Now that Apple had laid bare its plans for the ultimate tablet PC, competing offerings from HP, Lenovo, Archos and a host of other PC manufacturers look a little, well, drab. That’s par for the course for an Apple announcement, but one standout product doesn’t have to spell disaster for the rest of the bunch. The iPad could be the best news out there for tablet PCs , putting them collectively in the spotlight that has eluded them for so long.
Specifically, we could witness the same kind of phenomenon we saw with the iPhone: Apple’s flagship product will inject interest into a whole class of product people previously struggled to understand or had no interest in.

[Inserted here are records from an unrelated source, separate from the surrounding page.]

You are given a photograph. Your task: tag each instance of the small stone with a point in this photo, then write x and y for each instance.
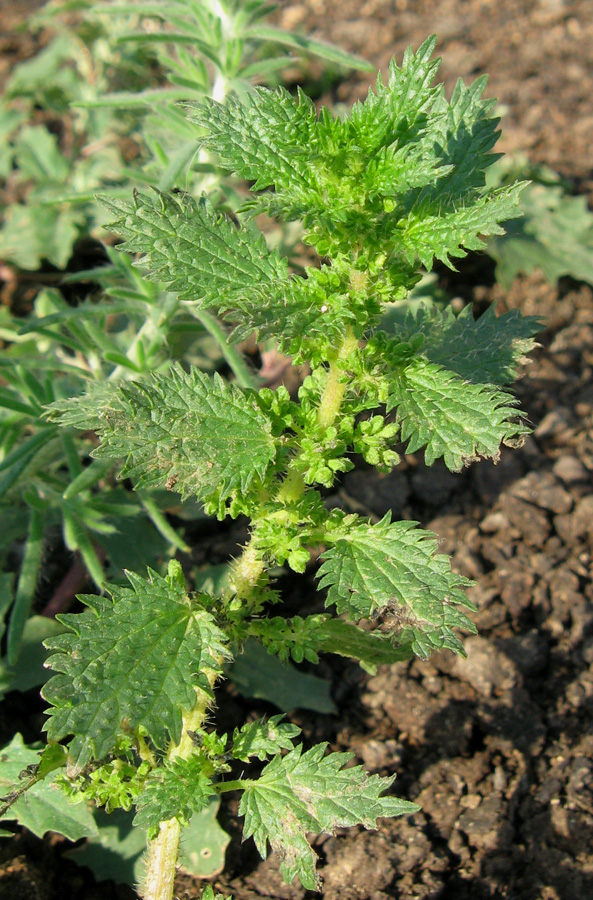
(570, 470)
(493, 522)
(543, 490)
(485, 668)
(554, 423)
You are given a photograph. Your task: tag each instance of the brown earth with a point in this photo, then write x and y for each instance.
(497, 748)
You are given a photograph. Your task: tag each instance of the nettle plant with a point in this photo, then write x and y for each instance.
(397, 183)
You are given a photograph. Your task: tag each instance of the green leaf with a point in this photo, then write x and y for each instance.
(263, 738)
(183, 430)
(256, 673)
(488, 350)
(430, 231)
(303, 792)
(177, 789)
(261, 136)
(198, 252)
(555, 235)
(132, 661)
(327, 52)
(451, 418)
(42, 807)
(393, 567)
(370, 649)
(117, 852)
(29, 670)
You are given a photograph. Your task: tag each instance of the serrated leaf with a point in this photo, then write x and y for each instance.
(394, 567)
(133, 660)
(451, 418)
(555, 235)
(43, 807)
(256, 673)
(197, 251)
(184, 430)
(370, 649)
(430, 231)
(487, 350)
(263, 738)
(117, 852)
(304, 792)
(177, 789)
(260, 136)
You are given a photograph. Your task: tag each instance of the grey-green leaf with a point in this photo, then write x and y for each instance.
(182, 430)
(43, 807)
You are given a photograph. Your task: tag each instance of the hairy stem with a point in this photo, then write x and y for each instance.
(159, 880)
(335, 389)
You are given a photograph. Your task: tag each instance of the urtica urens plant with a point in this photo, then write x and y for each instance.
(394, 185)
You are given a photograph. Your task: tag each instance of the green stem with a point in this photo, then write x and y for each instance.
(335, 389)
(159, 881)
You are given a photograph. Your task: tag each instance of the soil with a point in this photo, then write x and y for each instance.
(497, 748)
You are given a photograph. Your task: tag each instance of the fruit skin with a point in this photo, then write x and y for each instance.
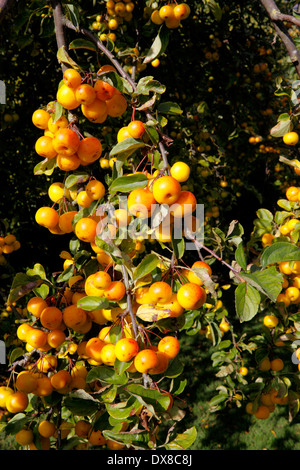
(24, 437)
(126, 349)
(166, 190)
(291, 138)
(191, 296)
(145, 360)
(180, 171)
(270, 321)
(170, 346)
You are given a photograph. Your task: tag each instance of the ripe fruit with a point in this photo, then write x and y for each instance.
(95, 189)
(66, 97)
(36, 305)
(180, 171)
(85, 94)
(85, 229)
(243, 371)
(126, 349)
(24, 437)
(136, 129)
(108, 355)
(40, 118)
(277, 364)
(140, 201)
(60, 379)
(181, 11)
(4, 394)
(145, 360)
(192, 277)
(17, 402)
(26, 382)
(265, 364)
(185, 205)
(270, 321)
(96, 111)
(72, 78)
(66, 142)
(46, 428)
(262, 412)
(89, 149)
(169, 345)
(160, 292)
(44, 147)
(74, 317)
(291, 138)
(166, 190)
(191, 296)
(104, 91)
(36, 338)
(115, 291)
(51, 318)
(116, 106)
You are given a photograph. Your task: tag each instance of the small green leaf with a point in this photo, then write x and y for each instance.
(268, 281)
(92, 302)
(127, 147)
(281, 251)
(183, 441)
(146, 266)
(158, 46)
(247, 300)
(125, 184)
(240, 256)
(169, 107)
(82, 44)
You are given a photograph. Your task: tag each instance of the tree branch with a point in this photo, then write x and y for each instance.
(59, 26)
(277, 19)
(5, 5)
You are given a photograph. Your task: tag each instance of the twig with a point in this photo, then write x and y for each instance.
(277, 19)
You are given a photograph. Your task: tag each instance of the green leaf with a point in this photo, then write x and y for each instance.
(107, 375)
(22, 285)
(247, 300)
(215, 9)
(146, 85)
(73, 14)
(81, 403)
(240, 256)
(82, 44)
(64, 58)
(76, 178)
(127, 147)
(123, 410)
(45, 167)
(268, 281)
(138, 438)
(183, 441)
(159, 401)
(92, 302)
(169, 107)
(125, 184)
(146, 266)
(281, 128)
(158, 46)
(16, 423)
(281, 251)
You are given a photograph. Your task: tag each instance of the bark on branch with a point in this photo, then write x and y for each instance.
(278, 19)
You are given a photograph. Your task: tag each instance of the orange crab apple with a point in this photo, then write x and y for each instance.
(191, 296)
(166, 190)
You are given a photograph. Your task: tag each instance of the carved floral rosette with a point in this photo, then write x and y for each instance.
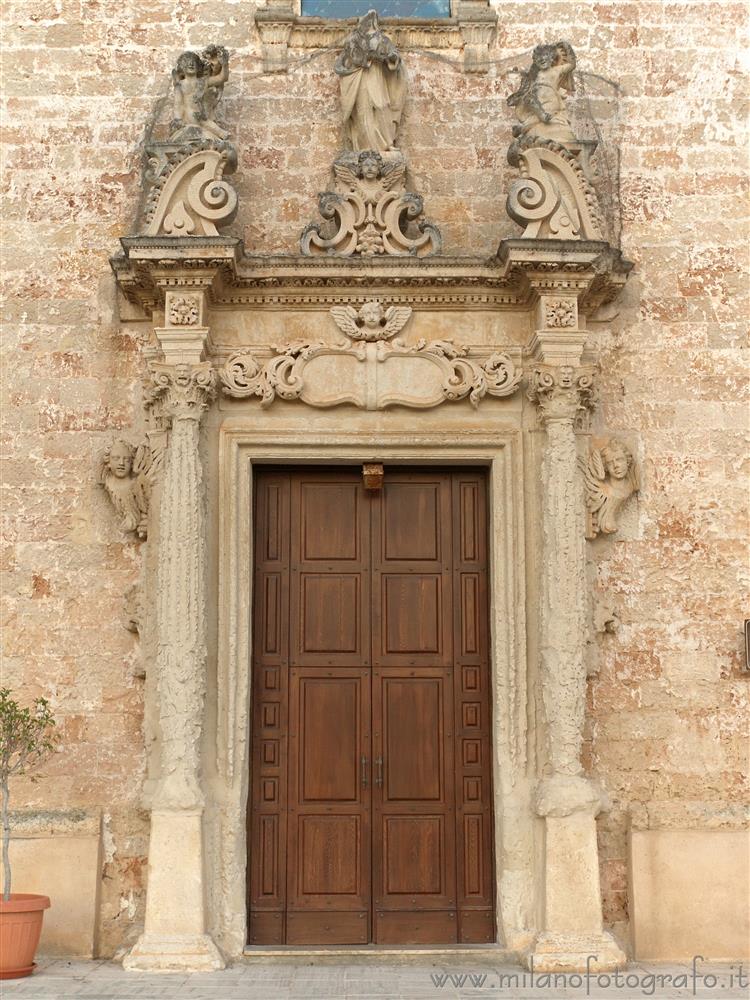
(372, 375)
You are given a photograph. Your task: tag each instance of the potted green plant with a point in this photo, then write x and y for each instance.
(26, 738)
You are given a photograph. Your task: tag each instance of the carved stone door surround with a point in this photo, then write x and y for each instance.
(199, 789)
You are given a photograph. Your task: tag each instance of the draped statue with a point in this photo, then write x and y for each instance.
(373, 87)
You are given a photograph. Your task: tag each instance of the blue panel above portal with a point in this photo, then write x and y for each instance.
(385, 8)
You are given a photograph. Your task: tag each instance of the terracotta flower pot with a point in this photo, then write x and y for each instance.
(20, 927)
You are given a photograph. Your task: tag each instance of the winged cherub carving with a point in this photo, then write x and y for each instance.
(368, 175)
(610, 477)
(126, 474)
(371, 322)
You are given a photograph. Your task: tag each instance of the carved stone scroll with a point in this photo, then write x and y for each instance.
(370, 212)
(189, 196)
(371, 376)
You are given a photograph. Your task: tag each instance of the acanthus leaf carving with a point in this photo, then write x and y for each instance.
(610, 476)
(370, 212)
(179, 392)
(563, 392)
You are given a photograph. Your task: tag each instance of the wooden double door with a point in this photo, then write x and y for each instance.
(370, 814)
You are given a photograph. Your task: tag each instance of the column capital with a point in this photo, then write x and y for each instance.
(562, 392)
(179, 392)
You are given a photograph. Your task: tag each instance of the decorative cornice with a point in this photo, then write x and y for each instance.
(471, 29)
(512, 280)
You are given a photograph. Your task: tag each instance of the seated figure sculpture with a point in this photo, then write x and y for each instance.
(198, 85)
(554, 197)
(188, 195)
(539, 101)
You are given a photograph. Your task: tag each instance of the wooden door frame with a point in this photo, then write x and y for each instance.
(240, 448)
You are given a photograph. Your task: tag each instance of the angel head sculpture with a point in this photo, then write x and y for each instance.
(124, 475)
(610, 478)
(198, 80)
(371, 323)
(372, 80)
(368, 174)
(540, 100)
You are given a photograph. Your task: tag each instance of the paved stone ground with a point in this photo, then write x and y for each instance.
(421, 980)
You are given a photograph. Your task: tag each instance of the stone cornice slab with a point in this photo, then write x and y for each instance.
(471, 29)
(591, 272)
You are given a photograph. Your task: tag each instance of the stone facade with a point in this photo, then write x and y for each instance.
(87, 88)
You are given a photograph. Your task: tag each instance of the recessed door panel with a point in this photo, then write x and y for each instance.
(330, 570)
(329, 801)
(414, 863)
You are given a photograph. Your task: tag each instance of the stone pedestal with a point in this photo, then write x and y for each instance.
(174, 938)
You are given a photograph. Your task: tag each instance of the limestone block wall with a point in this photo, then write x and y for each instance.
(87, 82)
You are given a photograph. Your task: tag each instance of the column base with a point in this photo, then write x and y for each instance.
(561, 952)
(174, 954)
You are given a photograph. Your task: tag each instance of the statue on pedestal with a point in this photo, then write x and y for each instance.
(188, 195)
(372, 79)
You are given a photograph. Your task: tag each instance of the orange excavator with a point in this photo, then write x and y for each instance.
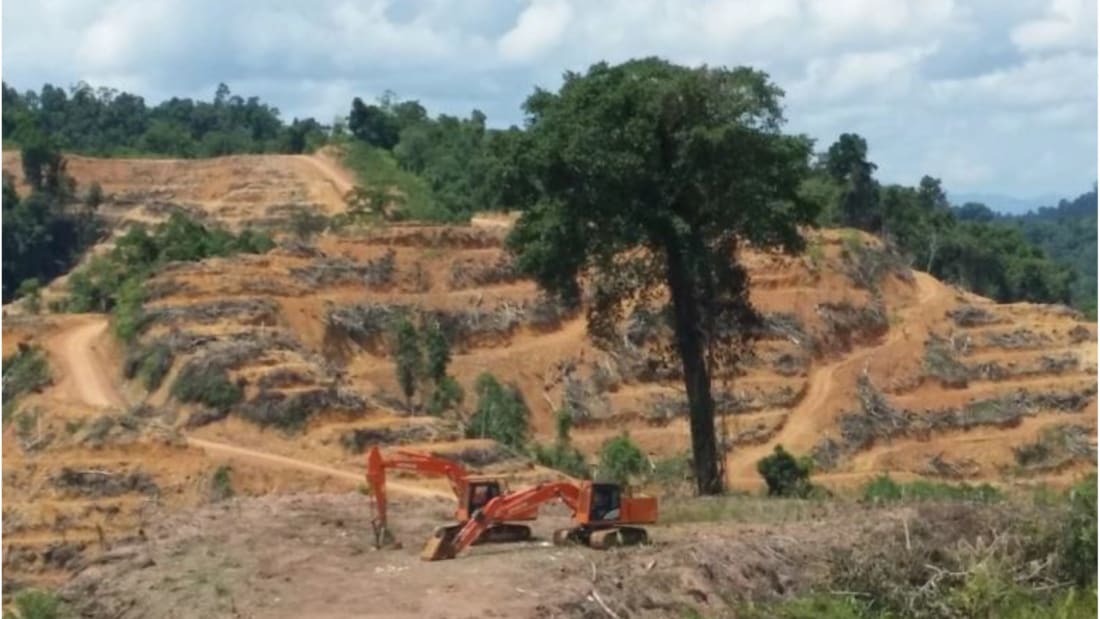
(473, 493)
(604, 516)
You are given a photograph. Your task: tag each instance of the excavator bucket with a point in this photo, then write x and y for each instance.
(440, 545)
(384, 538)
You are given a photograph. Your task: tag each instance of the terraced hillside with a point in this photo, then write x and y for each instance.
(859, 362)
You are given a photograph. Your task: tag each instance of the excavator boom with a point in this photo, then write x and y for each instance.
(448, 543)
(470, 493)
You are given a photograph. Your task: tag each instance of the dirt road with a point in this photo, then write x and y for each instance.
(338, 176)
(805, 422)
(87, 379)
(78, 351)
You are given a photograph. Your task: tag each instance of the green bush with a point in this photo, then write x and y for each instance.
(1079, 533)
(208, 386)
(116, 278)
(129, 311)
(305, 223)
(35, 604)
(620, 460)
(438, 350)
(375, 167)
(884, 489)
(448, 395)
(24, 372)
(785, 475)
(672, 471)
(30, 290)
(813, 606)
(502, 413)
(561, 456)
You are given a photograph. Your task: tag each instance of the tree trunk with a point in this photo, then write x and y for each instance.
(696, 377)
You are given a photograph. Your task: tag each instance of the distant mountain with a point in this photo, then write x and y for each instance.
(1067, 232)
(1007, 205)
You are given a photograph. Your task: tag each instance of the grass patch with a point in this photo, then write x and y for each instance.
(221, 484)
(24, 372)
(376, 168)
(884, 489)
(208, 386)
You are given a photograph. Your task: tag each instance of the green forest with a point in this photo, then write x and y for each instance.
(450, 167)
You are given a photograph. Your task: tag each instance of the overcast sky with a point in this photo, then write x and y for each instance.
(991, 96)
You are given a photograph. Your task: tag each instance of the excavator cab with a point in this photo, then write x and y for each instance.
(606, 503)
(481, 493)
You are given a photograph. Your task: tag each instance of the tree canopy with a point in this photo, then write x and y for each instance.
(103, 121)
(648, 175)
(1004, 258)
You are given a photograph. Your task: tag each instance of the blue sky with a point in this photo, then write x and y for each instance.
(991, 96)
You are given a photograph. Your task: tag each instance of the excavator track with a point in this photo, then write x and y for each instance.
(601, 539)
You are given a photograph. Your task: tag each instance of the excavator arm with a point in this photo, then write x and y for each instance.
(376, 466)
(449, 543)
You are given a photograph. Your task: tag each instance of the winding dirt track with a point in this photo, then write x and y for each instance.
(84, 374)
(804, 424)
(86, 380)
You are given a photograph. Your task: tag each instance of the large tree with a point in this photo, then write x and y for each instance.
(846, 164)
(649, 177)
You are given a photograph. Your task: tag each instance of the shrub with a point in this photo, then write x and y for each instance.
(561, 456)
(1079, 533)
(103, 283)
(31, 291)
(501, 415)
(620, 460)
(448, 395)
(884, 489)
(672, 471)
(206, 385)
(408, 360)
(221, 486)
(785, 475)
(95, 196)
(439, 352)
(305, 223)
(129, 314)
(23, 372)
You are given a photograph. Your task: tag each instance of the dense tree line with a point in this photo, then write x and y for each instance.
(107, 122)
(47, 230)
(465, 166)
(968, 245)
(1045, 257)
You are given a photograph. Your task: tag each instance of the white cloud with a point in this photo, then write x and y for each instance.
(877, 75)
(1068, 24)
(538, 30)
(971, 91)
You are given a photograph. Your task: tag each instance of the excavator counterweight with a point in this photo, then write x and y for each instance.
(472, 493)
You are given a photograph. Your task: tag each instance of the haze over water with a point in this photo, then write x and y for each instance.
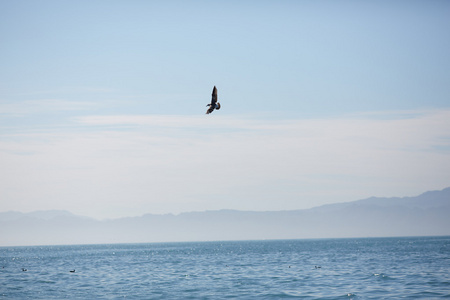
(366, 268)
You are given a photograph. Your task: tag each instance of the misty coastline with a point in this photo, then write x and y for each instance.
(423, 215)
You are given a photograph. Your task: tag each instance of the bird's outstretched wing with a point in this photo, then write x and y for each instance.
(214, 96)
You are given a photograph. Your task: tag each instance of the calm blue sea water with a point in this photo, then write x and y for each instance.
(371, 268)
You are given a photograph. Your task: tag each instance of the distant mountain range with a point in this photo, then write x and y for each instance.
(423, 215)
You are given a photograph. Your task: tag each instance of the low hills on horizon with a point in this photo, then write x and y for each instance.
(423, 215)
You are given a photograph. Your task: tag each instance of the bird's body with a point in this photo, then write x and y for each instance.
(214, 104)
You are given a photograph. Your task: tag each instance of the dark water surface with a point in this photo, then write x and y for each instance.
(370, 268)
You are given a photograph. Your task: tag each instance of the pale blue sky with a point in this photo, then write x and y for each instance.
(102, 104)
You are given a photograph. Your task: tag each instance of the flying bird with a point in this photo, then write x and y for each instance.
(214, 104)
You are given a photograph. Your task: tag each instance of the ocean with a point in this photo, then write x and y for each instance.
(355, 268)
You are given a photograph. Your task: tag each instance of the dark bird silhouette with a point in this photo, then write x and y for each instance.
(214, 104)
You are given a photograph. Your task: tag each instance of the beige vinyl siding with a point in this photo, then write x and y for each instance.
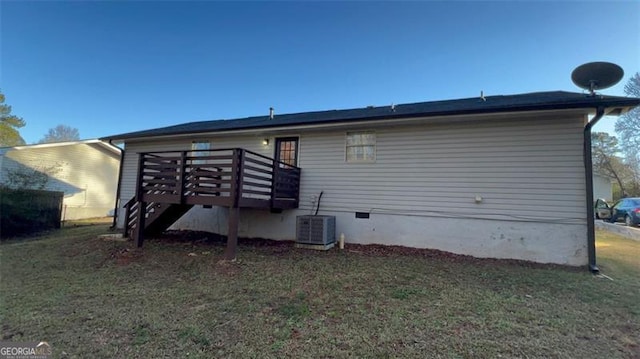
(522, 170)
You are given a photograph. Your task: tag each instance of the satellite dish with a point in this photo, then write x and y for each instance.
(594, 76)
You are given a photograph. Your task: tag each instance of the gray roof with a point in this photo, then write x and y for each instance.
(491, 104)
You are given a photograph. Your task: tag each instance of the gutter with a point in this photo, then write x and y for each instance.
(588, 166)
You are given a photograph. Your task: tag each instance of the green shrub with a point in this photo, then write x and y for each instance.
(28, 211)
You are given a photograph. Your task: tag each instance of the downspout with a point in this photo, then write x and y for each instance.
(115, 210)
(588, 166)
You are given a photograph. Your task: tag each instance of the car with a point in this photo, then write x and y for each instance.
(626, 209)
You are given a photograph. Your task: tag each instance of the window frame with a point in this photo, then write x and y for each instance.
(374, 145)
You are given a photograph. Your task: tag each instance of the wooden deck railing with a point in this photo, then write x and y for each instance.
(229, 177)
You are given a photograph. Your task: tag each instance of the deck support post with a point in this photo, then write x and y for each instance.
(142, 214)
(232, 233)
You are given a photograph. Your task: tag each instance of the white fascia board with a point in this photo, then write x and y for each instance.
(523, 116)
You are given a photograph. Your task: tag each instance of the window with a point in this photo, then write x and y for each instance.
(361, 147)
(287, 150)
(200, 148)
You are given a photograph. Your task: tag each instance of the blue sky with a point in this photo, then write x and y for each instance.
(114, 67)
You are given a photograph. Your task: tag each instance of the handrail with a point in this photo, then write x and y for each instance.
(242, 175)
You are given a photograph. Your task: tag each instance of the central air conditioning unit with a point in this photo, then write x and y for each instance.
(316, 230)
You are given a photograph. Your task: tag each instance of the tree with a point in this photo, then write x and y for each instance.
(61, 133)
(628, 128)
(628, 125)
(9, 125)
(606, 161)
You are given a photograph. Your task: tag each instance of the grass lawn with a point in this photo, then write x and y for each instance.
(94, 298)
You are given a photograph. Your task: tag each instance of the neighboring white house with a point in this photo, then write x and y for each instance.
(602, 187)
(86, 171)
(498, 176)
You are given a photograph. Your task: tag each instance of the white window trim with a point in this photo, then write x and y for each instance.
(375, 147)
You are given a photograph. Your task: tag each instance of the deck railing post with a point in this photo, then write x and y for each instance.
(182, 176)
(140, 179)
(234, 209)
(274, 180)
(142, 214)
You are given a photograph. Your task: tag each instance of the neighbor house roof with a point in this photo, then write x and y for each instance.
(555, 100)
(93, 142)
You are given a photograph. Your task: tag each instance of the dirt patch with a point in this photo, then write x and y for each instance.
(124, 256)
(198, 238)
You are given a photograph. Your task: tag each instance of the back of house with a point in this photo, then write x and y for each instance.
(497, 176)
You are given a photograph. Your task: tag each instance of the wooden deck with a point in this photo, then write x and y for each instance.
(173, 182)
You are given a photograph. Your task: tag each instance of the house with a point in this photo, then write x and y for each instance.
(86, 171)
(496, 176)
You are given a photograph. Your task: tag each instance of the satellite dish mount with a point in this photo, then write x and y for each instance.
(594, 76)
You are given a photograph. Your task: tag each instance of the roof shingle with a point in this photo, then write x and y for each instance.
(490, 104)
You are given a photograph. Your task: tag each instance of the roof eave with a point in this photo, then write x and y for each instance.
(615, 106)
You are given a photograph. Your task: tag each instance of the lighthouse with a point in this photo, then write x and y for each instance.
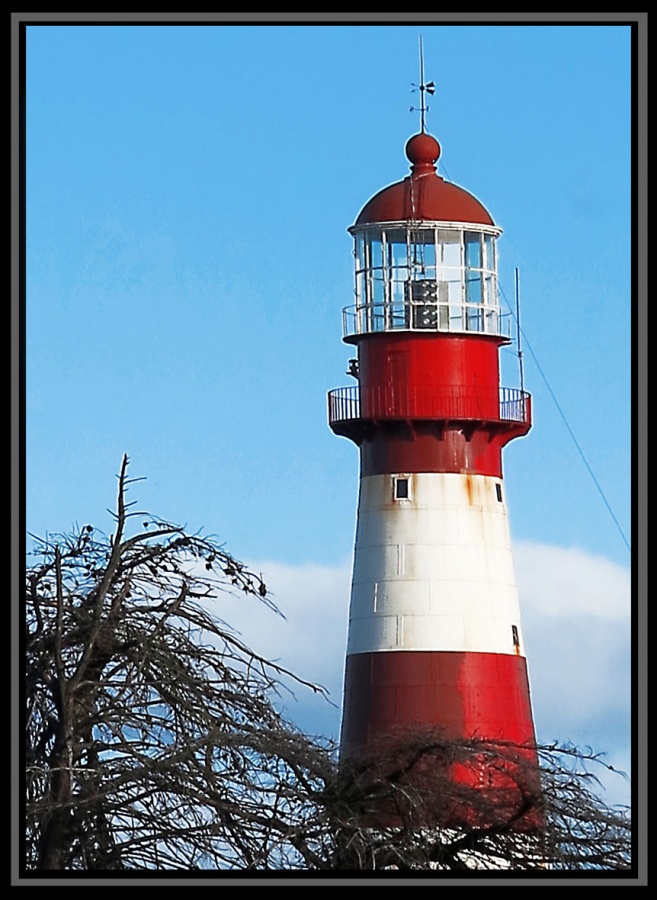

“The iPhone is a real point of reference for people understanding that range of tasks, and abilities you can have with a smartphone,” says Playboy’s Scott Alexander. “The iPad will do the same thing.”
Even in the hands of Apple’s crack marketing team, tablets could be a tough sell. “I don’t necessarily know if the tablet category is going to be a blockbuster category,” says Alexander. “I don’t think it’s as compelling of a product [as the iPhone].”
Of course, the effect works both ways. If Apple’s iPad fails to take off as anticipated, the copycat tablets planted to collect the spillover of attention from it might find themselves starving for sales in a market that failed to materialize.
Apple TV, after all, didn’t manage to light a fire under anyone to run out and buy a streaming media box. You’ve probably never heard of MovieBeam’s MB2160, RCA’s Akimbo Video On Demand Player, or Buffalo’s LinkTheater PC-P4LWAG – all 2007-era devices that went nowhere just as fast as Apple did.
Will the Apple iPad spark a fury of interest in tablets like the Archos 9 and Lenovo U1 Hybrid? Or will it fizzle on the launchpad? As the wave of post-announcement enthusiasm subsides, we’ll find out for sure in 60 days.